On rising memory costs, outgoing CEO Tim Cook said on the earnings call that Apple would “look at a range of options” to manage the impact.Product momentum and supply chain edge
While margin concerns seem to have eased for now, J.P. Morgan analyst Samik Chatterjee pointed out that Apple’s product momentum is pretty exceptional at the moment.

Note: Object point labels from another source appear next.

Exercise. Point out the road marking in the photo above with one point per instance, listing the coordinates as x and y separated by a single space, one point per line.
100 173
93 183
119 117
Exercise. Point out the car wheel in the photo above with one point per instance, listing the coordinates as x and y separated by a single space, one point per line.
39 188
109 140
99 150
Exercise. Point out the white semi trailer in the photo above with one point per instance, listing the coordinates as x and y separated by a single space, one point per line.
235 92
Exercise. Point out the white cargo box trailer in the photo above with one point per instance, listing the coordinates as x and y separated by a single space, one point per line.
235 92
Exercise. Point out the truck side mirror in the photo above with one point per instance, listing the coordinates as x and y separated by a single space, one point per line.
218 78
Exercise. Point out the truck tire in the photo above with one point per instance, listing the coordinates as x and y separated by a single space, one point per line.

“Despite investor concerns, the bigger challenge for Apple looks to be on the supply side — particularly getting hold of advanced processors needed to keep up with stronger-than-expected iPhone demand, and increasingly for Macs too,” he said.
He noted a recent spike in demand for the Mac mini, Mac Studio, and the newly launched MacBook Neo.
Chatterjee also said the upbeat guidance suggests Apple is gaining market share across its product lines, thanks to strong customer demand and better supply chain management — especially when it comes to memory — compared with rivals.
He raised his revenue forecasts, stuck with an Overweight rating, and kept a $325 price target.
Citi analyst Atif Malik said so-called “agentic” AI is boosting demand for Macs, putting Apple in a solid position to benefit from the AI wave. During the earnings call, Apple highlighted strong demand for the Mac mini and Mac Studio tied to AI use cases, while MacBook demand has been “off the charts”.
Given Apple’s sheer scale and buying power, Wells Fargo analyst Aaron Rakers said that’s turning into a real competitive advantage — particularly versus other PC makers.
“We see Apple’s economies of scale as a major plus in the current environment,” he said, pointing to a big jump in long-term purchase commitments, which could signal major supply agreements, including for memory.